After a couple dozen issues from different series, it’s hard to take romance comics seriously anymore.

I could get grouchy about the plots or the lack of positive female friendships or you know… the fact that Negro Romance was a separate book and there were few non-racist depictions of characters of color in mainstream comics as a whole, and sometimes I actually do.

However for the most part, the golden age of romance comics provides us with a really over the top look at what (mostly male) comic book creators thought that women looked like, acted like, and thought like.
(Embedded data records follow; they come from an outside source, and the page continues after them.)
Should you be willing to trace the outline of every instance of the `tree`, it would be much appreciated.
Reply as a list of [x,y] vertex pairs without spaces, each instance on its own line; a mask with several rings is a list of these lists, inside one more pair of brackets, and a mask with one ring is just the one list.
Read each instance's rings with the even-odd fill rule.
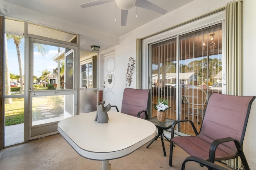
[[[6,35],[5,34],[6,36],[4,39],[5,42],[5,48],[6,51],[7,51],[7,42],[6,38]],[[6,78],[6,80],[5,81],[4,84],[4,91],[5,95],[11,95],[11,86],[10,83],[10,72],[9,71],[9,67],[8,67],[8,54],[7,53],[5,53],[5,70],[4,71],[4,76]],[[11,98],[8,98],[4,100],[4,103],[5,104],[10,104],[12,103]]]
[[51,73],[51,72],[48,71],[48,70],[45,69],[43,70],[42,72],[42,75],[43,76],[44,78],[44,87],[46,87],[46,76],[49,75]]
[[[18,57],[18,60],[19,64],[19,70],[20,72],[20,94],[23,93],[23,78],[22,74],[22,62],[21,60],[21,55],[20,55],[20,44],[21,43],[21,39],[24,38],[24,37],[21,37],[18,35],[16,35],[11,34],[6,34],[6,39],[8,41],[12,39],[14,43],[16,46],[16,50],[17,51],[17,55]],[[6,43],[7,45],[7,43]],[[47,48],[46,46],[41,44],[37,43],[34,43],[34,48],[37,49],[39,53],[42,55],[43,57],[44,57],[47,52]],[[7,49],[7,47],[6,47]],[[8,70],[8,65],[6,65],[7,69]],[[9,76],[8,77],[9,77]]]
[[15,35],[11,34],[7,34],[6,38],[7,40],[9,40],[12,39],[13,42],[16,46],[16,51],[17,51],[17,56],[18,57],[18,61],[19,64],[19,70],[20,72],[20,94],[23,93],[23,78],[22,78],[22,67],[21,60],[21,55],[20,55],[20,44],[21,43],[21,39],[24,38],[24,37],[21,37],[18,35]]

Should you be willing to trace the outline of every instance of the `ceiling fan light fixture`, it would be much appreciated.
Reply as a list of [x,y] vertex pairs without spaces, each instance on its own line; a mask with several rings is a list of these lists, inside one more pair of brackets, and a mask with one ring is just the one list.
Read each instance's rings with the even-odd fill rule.
[[122,10],[128,10],[135,6],[136,0],[116,0],[116,3]]

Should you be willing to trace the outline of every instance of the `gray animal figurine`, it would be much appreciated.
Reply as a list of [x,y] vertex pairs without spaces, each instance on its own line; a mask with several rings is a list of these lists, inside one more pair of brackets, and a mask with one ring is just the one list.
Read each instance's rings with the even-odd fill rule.
[[108,121],[108,116],[107,112],[109,111],[111,106],[108,104],[106,107],[104,106],[105,101],[98,102],[97,103],[97,112],[94,121],[102,123],[107,123]]

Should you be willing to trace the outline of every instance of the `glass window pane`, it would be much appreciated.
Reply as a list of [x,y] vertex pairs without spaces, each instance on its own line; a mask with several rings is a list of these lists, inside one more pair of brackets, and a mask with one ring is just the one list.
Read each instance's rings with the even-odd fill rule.
[[88,67],[89,67],[89,71],[92,71],[92,63],[88,63]]
[[81,66],[81,71],[82,72],[84,72],[86,70],[86,64],[82,64]]
[[33,97],[32,125],[62,120],[64,118],[64,98],[69,96],[72,97],[72,95]]
[[87,87],[87,80],[82,80],[82,87]]
[[28,33],[76,43],[77,35],[52,28],[28,23]]
[[24,102],[23,98],[6,98],[4,102],[4,147],[7,147],[24,141]]
[[[171,107],[166,111],[166,116],[172,119],[176,117],[176,39],[173,39],[155,44],[151,49],[152,102],[168,100]],[[156,116],[156,111],[152,107],[152,117]]]
[[[220,24],[180,37],[179,88],[182,100],[179,119],[192,121],[198,131],[208,97],[213,92],[221,93],[221,33]],[[191,127],[187,127],[187,123],[181,125],[180,131],[193,135]]]

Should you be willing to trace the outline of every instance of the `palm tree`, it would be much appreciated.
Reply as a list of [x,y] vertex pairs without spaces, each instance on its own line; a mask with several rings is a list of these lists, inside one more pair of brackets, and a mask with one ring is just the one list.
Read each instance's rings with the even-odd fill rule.
[[[7,42],[6,38],[6,35],[5,34],[5,38],[4,39],[4,47],[6,50],[7,51]],[[5,53],[5,70],[4,71],[4,76],[6,78],[4,84],[4,91],[5,95],[11,95],[11,86],[10,84],[10,72],[9,71],[9,67],[8,67],[8,54],[7,53]],[[12,103],[12,101],[11,98],[6,98],[4,100],[4,103],[5,104],[10,104]]]
[[[21,37],[18,35],[15,35],[11,34],[7,34],[6,38],[7,40],[9,40],[12,39],[14,43],[16,46],[16,51],[17,51],[17,55],[18,57],[18,61],[19,64],[19,70],[20,72],[20,94],[23,93],[23,78],[22,78],[22,67],[21,60],[21,56],[20,55],[20,44],[21,43],[21,39],[24,38],[24,37]],[[8,66],[6,66],[6,67]]]
[[[8,41],[11,39],[12,39],[14,41],[14,43],[16,46],[16,50],[17,51],[17,55],[18,56],[18,60],[19,64],[19,70],[20,72],[20,82],[21,94],[22,94],[23,93],[23,77],[22,76],[22,62],[21,56],[20,55],[20,44],[21,43],[21,39],[23,38],[24,38],[24,37],[21,37],[20,36],[11,34],[6,34],[6,39]],[[7,44],[7,43],[6,43],[6,44]],[[44,57],[47,52],[47,48],[45,46],[41,44],[34,43],[34,48],[35,49],[36,49],[38,52],[39,52],[39,53],[42,55],[43,57]],[[7,47],[6,49],[7,49]],[[7,64],[6,65],[6,68],[8,70],[8,65]],[[9,77],[9,76],[6,77]],[[10,88],[9,90],[10,91]]]
[[46,76],[49,75],[51,73],[51,72],[48,71],[47,69],[45,69],[43,70],[42,72],[42,75],[44,76],[44,87],[46,87]]

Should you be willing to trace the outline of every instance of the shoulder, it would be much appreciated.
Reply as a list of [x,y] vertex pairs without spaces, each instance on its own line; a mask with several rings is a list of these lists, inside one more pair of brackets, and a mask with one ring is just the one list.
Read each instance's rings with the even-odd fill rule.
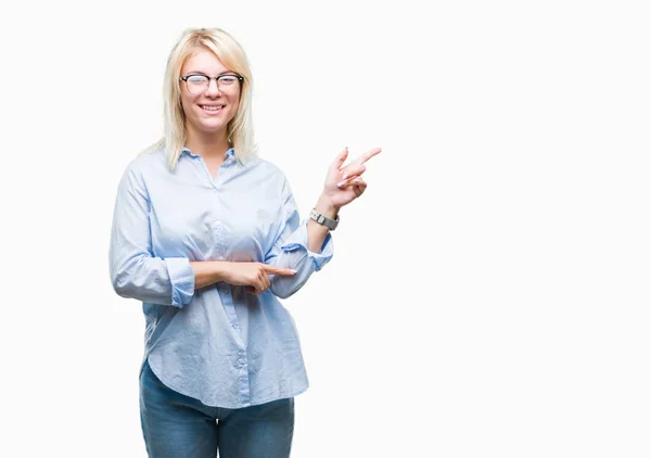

How can I do anything but laugh at these over the top storylines where every sister is out to steal our main character’s man? Or where a guy decides, out of nowhere mind you, that he’s going to marry the main character and her opinion doesn’t matter? Or how about the ones where the main character’s boss falls in love with her – only for her sister/cousin/roommate to interfere and try and steal him away?

Like the crime and horror comics of the same era, these romance comics play on expectations that people have on one another. They’re morality tales and less sensational versions of the stories that you might have found in pulps like Spicy Detective Stories or Saucy Stories.
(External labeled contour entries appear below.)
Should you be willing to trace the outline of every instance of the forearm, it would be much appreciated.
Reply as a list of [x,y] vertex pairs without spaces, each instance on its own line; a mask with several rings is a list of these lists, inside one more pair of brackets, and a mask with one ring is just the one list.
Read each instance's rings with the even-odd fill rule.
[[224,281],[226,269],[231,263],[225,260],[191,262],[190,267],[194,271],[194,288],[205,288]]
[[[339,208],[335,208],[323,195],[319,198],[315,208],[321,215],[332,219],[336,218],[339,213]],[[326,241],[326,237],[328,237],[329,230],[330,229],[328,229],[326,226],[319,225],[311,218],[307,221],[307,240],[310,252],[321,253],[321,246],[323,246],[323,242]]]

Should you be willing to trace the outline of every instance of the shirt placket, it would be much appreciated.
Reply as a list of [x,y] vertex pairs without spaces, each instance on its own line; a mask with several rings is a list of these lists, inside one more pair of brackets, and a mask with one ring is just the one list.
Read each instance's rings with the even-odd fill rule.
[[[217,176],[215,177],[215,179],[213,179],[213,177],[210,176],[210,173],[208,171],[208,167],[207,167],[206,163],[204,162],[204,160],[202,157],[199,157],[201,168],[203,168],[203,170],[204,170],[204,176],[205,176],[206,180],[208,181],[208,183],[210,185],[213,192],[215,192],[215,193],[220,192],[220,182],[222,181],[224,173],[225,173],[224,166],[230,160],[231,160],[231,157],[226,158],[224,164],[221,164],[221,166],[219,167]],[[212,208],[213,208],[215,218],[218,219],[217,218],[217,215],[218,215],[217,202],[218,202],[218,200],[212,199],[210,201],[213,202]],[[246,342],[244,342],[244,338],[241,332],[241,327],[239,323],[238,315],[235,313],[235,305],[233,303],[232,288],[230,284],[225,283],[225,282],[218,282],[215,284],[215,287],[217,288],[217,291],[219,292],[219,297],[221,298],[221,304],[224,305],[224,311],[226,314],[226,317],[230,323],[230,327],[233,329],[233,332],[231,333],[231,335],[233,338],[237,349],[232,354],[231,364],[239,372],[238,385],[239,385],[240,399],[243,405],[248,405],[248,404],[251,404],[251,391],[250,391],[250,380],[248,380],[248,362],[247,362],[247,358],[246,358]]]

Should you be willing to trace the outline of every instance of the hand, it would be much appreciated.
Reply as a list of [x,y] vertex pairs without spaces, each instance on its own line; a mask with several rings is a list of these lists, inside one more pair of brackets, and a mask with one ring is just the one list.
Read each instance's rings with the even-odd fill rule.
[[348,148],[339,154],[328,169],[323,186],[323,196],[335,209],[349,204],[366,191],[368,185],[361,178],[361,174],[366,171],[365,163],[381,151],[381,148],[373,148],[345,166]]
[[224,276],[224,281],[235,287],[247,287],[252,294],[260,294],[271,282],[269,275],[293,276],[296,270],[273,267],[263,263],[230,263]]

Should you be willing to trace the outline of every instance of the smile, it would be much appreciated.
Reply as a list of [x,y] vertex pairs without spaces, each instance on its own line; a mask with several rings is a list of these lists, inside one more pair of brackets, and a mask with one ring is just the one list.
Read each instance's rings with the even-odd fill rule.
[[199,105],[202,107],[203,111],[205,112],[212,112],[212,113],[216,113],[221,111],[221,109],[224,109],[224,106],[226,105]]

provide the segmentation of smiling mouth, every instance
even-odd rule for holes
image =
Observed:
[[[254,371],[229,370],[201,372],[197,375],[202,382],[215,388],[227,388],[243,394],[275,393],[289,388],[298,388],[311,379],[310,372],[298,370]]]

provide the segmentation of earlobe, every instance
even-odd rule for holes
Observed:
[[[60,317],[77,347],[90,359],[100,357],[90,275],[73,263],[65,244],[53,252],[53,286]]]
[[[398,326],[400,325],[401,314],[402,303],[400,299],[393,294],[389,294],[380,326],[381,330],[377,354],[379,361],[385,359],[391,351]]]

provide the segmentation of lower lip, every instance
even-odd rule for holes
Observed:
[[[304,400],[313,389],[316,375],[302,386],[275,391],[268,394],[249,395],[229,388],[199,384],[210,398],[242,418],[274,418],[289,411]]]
There’s a focus on drama that borders the unimaginable. No one is faithful at first glance. No one communicates. Everyone makes bad decisions based on pretty faces. But there’s always a happy ending (for some definition of happiness).

ScreenHunter_111 Nov. 15 13.20

I love it!

These books are funny because they’re so old-fashioned but they’re also a really good primary recourse for anyone studying early 20th century pop culture. My inner historian basically can’t get enough of them. My favorite thrift store finds are these old comics because they’re both fun to read and functional in my nerdy studies.

Before I end this post, I’d like to share some of my favorite of these ridiculous romance comics and romance stories that are now in the public domain because it’s fun to share the wealth. So let’s start:

First, there’s “Menace to our Marriage” in October 1949’s All Romances #2. It’s the story of a young woman that invites an old friend to stay with her and her husband and what happens when that friend decides to take a little more than what’s offered. The plot (best friend betrayal and a husband that’s kind of a jerk) is a staple in the genre, but the art in this book is better than average.

Next we have “Whispered About” in April 1949’s Real Love #25. The art’s a bit weird but it works for this plot about a young woman who is mistaken for her celebrity father’s girlfriend in the newspapers. In this same issue, you can also check out “Dangerous Dates” about a young woman who lets her roommate talk her into going on dates for money (and the predictable poor end).

If you’re invested in the implausible, then there’s “Bosco Plays Matchmaker” from February 1960’s Confessions of the Lovelorn. There’s matchmaking bear in a zoo. I mean… You really need to see it to believe it. Unfortunately, while this comic should be in the public domain the only place I’ve been able to find it is in in IDW’s Weird Love #2.

And then we have “Gangster’s Girl” from February 1954’s First Love Illustrated #37. Seriously, with the amount of young women who wound up hooking up with gangsters in these comics, you’d think we had an epidemic of smooth talking young criminals swarming all over the 1950s.

Lastly, we get an honorable mention to a story that showed up in Marvel’s June 1970 issue of Our Love Story #5. I can only find it on Marvel Unlimited (so check it out if you have a subscription), but the issue has art by Jim Steranko and John Romita to say nothing of the fact that Stan Lee himself was on the writing. It’s almost enough to make me consider spending money I don’t have on a subscription just to read it. This comic isn’t just notable for the art, but for the fact that it’s one of the few romance comics to have Black main characters and positive relationships between them.


Have you read any romance comics in your travels through comics, fellow fans? What are some of your favorites? And seriously, how weird is that one story with the bear?